Even the justly famous Canadian ice wines harken back to German wine-making traditions.

As you peruse the shelves of the YLC, you’ll see terms such as “Kabinett”, which means that the wine is a medium- to high-quality light wine that has been aged, usually for more than a year (equivalent to a “reserve” wine).

Typically, it will be semi-sweet, perhaps with a crisp, sometimes appley taste. I find these to be nice “picnic” wines, which I would ideally pair with cold roast chicken in the summer time.

Spätlese wines are sweeter, “late harvest” wines that have been pick late in the season to maximize the sugar content in the grapes. Though counter-intuitive to me, they can go very well with spicier dishes such as Indian or Mexican food, and their fruit notes usually shine through.

Liebfraumilch, is a medium-quality wine designation, but common perception, both in Germany as well as the export market, is that it’s a low-quality wine.
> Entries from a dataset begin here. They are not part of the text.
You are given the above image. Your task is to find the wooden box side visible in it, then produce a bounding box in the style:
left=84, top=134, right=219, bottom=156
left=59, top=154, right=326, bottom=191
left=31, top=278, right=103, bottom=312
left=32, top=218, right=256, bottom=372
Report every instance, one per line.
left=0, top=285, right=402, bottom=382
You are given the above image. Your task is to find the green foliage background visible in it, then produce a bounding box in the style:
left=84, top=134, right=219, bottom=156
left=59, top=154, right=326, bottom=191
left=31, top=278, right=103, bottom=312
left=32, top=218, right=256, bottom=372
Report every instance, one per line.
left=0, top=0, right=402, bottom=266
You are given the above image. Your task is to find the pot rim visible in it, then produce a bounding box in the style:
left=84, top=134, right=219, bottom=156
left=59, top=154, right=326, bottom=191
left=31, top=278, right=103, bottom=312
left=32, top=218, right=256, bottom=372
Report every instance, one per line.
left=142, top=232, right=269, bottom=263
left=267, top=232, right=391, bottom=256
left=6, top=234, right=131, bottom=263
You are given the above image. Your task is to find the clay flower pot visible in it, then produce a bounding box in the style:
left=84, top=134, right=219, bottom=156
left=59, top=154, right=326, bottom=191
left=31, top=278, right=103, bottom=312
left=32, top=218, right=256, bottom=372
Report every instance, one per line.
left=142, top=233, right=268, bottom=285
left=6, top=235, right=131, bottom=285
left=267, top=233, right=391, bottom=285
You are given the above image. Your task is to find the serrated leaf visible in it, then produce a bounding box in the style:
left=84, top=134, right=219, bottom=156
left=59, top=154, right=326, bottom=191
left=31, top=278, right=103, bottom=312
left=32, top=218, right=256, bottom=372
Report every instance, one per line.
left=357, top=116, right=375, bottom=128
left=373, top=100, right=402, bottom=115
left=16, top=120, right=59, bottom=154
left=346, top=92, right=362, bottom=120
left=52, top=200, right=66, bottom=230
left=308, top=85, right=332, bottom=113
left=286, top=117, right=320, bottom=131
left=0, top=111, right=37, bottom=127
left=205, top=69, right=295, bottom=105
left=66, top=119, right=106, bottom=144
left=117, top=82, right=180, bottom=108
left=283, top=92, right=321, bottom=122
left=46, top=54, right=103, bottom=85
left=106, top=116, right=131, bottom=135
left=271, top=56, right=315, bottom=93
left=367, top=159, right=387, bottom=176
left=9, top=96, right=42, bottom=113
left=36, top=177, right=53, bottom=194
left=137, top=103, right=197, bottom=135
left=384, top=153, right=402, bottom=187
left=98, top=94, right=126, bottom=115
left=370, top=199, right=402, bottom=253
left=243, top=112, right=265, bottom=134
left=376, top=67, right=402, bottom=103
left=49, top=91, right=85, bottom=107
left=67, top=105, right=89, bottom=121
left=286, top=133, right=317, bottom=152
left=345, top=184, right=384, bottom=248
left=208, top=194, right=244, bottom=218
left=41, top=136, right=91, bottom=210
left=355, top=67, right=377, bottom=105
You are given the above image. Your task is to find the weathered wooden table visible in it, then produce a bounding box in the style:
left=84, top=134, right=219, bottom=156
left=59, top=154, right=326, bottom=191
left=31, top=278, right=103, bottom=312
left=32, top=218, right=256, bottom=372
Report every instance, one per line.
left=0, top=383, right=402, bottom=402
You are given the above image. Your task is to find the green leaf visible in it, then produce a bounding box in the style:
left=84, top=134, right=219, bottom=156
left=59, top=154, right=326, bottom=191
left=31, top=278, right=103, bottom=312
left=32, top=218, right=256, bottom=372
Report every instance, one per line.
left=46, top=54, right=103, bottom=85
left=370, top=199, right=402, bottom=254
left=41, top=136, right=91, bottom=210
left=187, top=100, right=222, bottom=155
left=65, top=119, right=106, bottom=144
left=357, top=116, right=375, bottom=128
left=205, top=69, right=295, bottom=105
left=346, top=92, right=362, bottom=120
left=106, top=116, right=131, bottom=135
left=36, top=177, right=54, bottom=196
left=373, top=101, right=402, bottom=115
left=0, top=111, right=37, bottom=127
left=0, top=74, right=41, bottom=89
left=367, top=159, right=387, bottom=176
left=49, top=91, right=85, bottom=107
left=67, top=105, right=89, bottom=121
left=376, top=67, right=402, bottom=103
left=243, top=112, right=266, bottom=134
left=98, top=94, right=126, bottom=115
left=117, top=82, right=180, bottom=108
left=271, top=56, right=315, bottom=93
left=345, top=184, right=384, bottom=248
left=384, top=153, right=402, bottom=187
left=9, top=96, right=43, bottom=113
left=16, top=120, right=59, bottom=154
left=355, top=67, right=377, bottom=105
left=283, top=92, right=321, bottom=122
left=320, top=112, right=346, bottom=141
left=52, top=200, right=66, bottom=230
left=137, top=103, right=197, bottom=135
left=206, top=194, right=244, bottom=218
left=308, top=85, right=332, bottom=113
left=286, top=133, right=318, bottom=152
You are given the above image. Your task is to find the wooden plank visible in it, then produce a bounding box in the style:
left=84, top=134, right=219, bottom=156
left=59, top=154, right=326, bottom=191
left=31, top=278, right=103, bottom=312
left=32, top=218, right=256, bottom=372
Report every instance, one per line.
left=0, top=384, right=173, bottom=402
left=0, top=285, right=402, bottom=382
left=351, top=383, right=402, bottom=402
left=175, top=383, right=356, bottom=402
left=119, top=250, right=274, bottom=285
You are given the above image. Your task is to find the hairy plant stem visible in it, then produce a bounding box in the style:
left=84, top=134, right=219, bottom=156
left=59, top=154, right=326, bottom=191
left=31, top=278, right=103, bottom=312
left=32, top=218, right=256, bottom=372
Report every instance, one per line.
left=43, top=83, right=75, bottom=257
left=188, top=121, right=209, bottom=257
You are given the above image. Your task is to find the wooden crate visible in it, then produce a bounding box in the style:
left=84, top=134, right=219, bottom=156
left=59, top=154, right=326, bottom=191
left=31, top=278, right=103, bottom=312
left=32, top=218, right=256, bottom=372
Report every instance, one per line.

Of the selection that you find on our Whitehorse shelves, I’ve found the Dr. Loosen wines ($19.20 and $20.40) to be the most consistently satisfying and pleasant to drink.

And just for the fun of it, I may have to go back and try the Sichel Blue Nun ($13.10), one of the first German wines to be marketed in this country back in the ’70s, and the Kendermann Black Tower(also $13.10) to see what they’re like these days.

The great part about the German wines at the YLC is that none of them is over $21.00, so there are a number to try, with little heavy investment required.

I haven’t found anything yet that knocks my socks off, but I’m planning a party with food and wine combinations for some friends’ birthday party this Friday, and I think I’ll try a couple of German whites with some of the spicier dishes, and let you know how they work out.

Well, that’s all for this time, but we’ll move on to more European treats in an upcoming article.